Update zur Entwicklung von Axel:
Bis jetzt habe ich keine grossen Verbesserungen an Axel gesehen.
Ich hatte ihn die letzten Wochen immer an der Leine draussen und nur noch im Garten, ein bisschen hin und hergehen, mehrmals täglich für je 15 bis 20 Minuten.
Längere Ausflüge habe ich nicht mehr gemacht, weil ich den Eindruck hatte, dass das nicht zu einer Verbesserung beiträgt.
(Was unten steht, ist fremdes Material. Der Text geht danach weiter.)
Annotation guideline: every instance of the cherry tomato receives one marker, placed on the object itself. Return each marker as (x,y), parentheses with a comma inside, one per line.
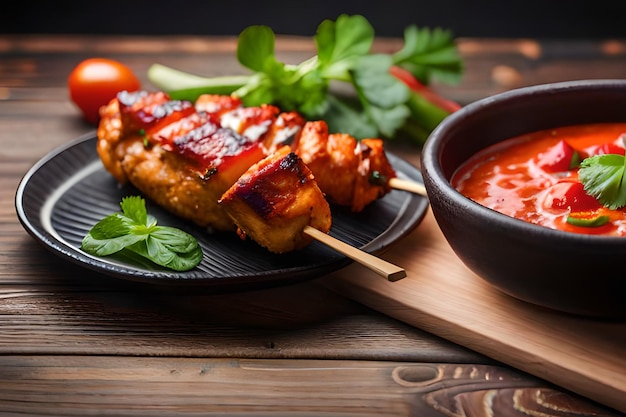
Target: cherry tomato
(95,81)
Axel bekommt ausserdem täglich 600mg Gabapentin, verteilt auf 2 Einnahmen. Das Gabapentin hat bei ihm kein sedierende Wirkung. Es könnte sein, dass er ein bisschen grantiger geworden ist, was die Resourcenverteidigung bzw. "Eifersucht" angeht, die Nylonknochen oder ander kleine Sächelchen.
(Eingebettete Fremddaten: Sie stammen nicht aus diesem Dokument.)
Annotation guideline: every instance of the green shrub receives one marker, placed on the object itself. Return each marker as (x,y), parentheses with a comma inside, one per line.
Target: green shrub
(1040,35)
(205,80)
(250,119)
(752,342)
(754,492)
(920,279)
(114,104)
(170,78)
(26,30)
Oben genannte Resourcenverteidigung kann allerdings auch die Ursache haben, dass ich jetzt einen Hund zuhause habe, der seine Gebrauchshundeeigenschaften nicht ausleben kann also insgesamt unterfordert ist. Das kann, wie wir wissen zu diversen "Symptomen" führen, wie gesteigerte Frustration, Aggression etc. pp.
Neueste Beobachtung:
Axel leckt seine Hinterpfoten. ![]()
Letzte Woche war Axel besonders gut gelaunt und ich dachte das könnte auf Schmerzfreiheit und Verbesserung zurückzuführen sein. Daher habe ich ihn an 2 aufeinanderfolgenden Tagen frei im Garten laufen lassen, natürlich immer mit mir dabei. Ich musste Unkraut jähten im grossen Stil und Axel durfte ohne Leine dabei sein. Er war wirklich extrem glücklich.
Er ist auch nicht übertrieben gerannt oder gesprungen und hat sich sichtbar wohlgefühlt, Null Anzeichen von Schmerzen. Seine Bewegungen waren sicher und stabil.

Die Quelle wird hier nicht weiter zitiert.